Yahya El Mir : Les résultats sont d'abord mesurés en termes de satisfaction client. Sur toutes les prestations, un bilan, noté, est fait avec chaque client. L'amélioration de la satisfaction est donc mesurée précisément, et corrélé avec l'augmentation du chiffre d'affaires chez nos clients. Nous mesurons également l'amélioration de la maîtrise des projets au forfait : des indicateurs précis permettre de suivre la productivité et la maîtrise des budgets : nous n'avons pas un seul projet au forfait en crise. Au niveau des clients le retour est très positif : nos équipes deviennent meilleures, elles sont mieux formées et mieux outillées. Mais CMM-I est un processus continu. Nous définissons un plan d'amélioration tous les 18 mois puis développons les pratiques correspondantes. Les indicateurs de pilotage ont évolué avec CMM-I. Par exemple, tous nos chefs de projets et directeur d'agences ont été sensibilisé et disposent des indicateurs de rentabilité des projets au forfait, d'indicateurs de respects des charges et de satisfaction client.

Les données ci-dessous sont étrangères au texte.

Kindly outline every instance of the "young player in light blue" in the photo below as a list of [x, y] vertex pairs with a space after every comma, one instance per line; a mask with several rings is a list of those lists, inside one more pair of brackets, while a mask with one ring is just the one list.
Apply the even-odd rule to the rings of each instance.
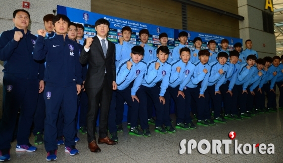
[[223, 52], [218, 53], [217, 59], [218, 61], [210, 64], [211, 67], [208, 77], [207, 90], [209, 97], [212, 99], [212, 103], [214, 108], [214, 120], [225, 123], [226, 120], [220, 115], [221, 95], [219, 88], [223, 82], [220, 79], [229, 76], [231, 70], [229, 71], [229, 66], [226, 63], [228, 59], [227, 53]]
[[192, 118], [190, 115], [191, 106], [186, 104], [186, 100], [189, 99], [185, 96], [183, 91], [186, 89], [185, 86], [191, 80], [196, 66], [189, 61], [191, 50], [188, 48], [181, 48], [180, 53], [181, 54], [179, 57], [181, 59], [171, 63], [172, 72], [169, 87], [166, 90], [166, 100], [169, 99], [171, 95], [176, 104], [176, 127], [183, 129], [188, 129], [190, 128], [195, 129], [196, 127], [192, 122]]
[[[117, 70], [116, 83], [117, 85], [116, 96], [116, 111], [123, 112], [124, 101], [130, 107], [130, 128], [129, 133], [143, 135], [143, 133], [137, 128], [137, 119], [139, 114], [139, 101], [136, 95], [138, 88], [144, 79], [145, 72], [147, 69], [146, 63], [142, 60], [144, 57], [144, 49], [139, 46], [135, 46], [131, 49], [131, 58], [122, 61]], [[121, 104], [121, 101], [123, 101]], [[112, 103], [112, 102], [111, 102]], [[115, 109], [115, 106], [111, 105], [110, 109]], [[139, 111], [140, 110], [139, 110]], [[140, 113], [139, 113], [140, 114]], [[112, 139], [118, 140], [115, 120], [113, 125], [109, 125], [109, 132], [112, 134]], [[116, 132], [113, 133], [113, 131]]]
[[[151, 135], [148, 123], [147, 96], [152, 99], [156, 109], [155, 131], [161, 133], [167, 133], [166, 130], [170, 132], [175, 132], [169, 118], [169, 110], [168, 112], [164, 113], [164, 104], [166, 102], [164, 94], [168, 87], [171, 71], [171, 64], [166, 61], [169, 51], [167, 47], [161, 46], [156, 52], [158, 59], [149, 62], [145, 78], [136, 93], [142, 104], [139, 105], [140, 127], [146, 136]], [[163, 125], [166, 130], [163, 128]]]
[[252, 42], [250, 39], [247, 39], [245, 43], [245, 44], [246, 45], [246, 49], [242, 52], [242, 53], [243, 53], [245, 56], [245, 57], [247, 58], [248, 56], [253, 55], [258, 58], [258, 55], [257, 54], [257, 52], [252, 49], [252, 47], [253, 47], [253, 42]]
[[178, 39], [180, 42], [180, 44], [173, 49], [173, 53], [172, 54], [173, 59], [175, 61], [180, 59], [180, 50], [182, 48], [187, 47], [185, 44], [187, 42], [187, 33], [184, 31], [182, 31], [179, 33], [178, 35]]
[[[211, 119], [208, 106], [206, 106], [208, 105], [208, 93], [206, 88], [208, 84], [209, 72], [210, 71], [210, 65], [207, 64], [210, 56], [210, 53], [207, 50], [199, 52], [200, 61], [195, 63], [196, 67], [191, 80], [186, 85], [186, 90], [183, 91], [186, 99], [192, 97], [191, 102], [194, 100], [196, 103], [196, 108], [192, 107], [192, 109], [197, 111], [198, 124], [204, 126], [215, 125]], [[186, 101], [188, 100], [186, 99]]]
[[192, 51], [192, 56], [191, 57], [190, 61], [192, 63], [196, 63], [199, 61], [199, 52], [201, 50], [202, 45], [203, 44], [203, 40], [200, 37], [196, 37], [194, 38], [193, 42], [195, 46], [195, 50]]

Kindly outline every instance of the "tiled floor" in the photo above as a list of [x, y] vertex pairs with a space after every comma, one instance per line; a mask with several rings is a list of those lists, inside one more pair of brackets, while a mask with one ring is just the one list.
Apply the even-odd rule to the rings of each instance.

C'est également un bon moyen de recrutement : 9 nouveaux collaborateurs sur 10 nous ont connu grâce à CMM-I : ils veulent travailler dans le meilleur environnement possible. C'est aussi un moyen d'intégration rapide des sociétés acquises.
Distributique : Ou en êtes vous aujourd'hui ?
Yahya El Mir : Certaines de nos agences régionales en sont au niveau deux, d'autres au niveau trois. Il existe des écarts entre elles car nous ne disposons que d'un site pour former nos équipes. L'objectif est que l'ensemble de nos agences régionales atteignent le niveau 3 en 2006, et certaine le niveau 4. Mais ce qui prime, c'est le travail de fond. Nous ne sommes pas dans un schéma de course à la certification. La priorité n'est pas l'acquisition des niveaux le plus rapidement possible mais de les valoriser sur le terrain et d'améliorer la rentabilité des projets au forfait.
Définition Q Labs (spécialiste européen du CMM-I) :
Le CMM-I - Capability Maturity Model Integrated - est un référentiel qui permet aux entreprises de mesurer leurs pratiques de développement par rapport aux meilleures techniques du moment et de définir un plan d'actions pour tendre vers l'excellence, minimiser les risques et assurer ainsi que leurs produits/services à base de composants logiciels soient les plus compétitifs du marché. CMM-I existe depuis 1987, à l'initiative du ministère de la défense américain qui souhaitait imposer des normes à ses fournisseurs.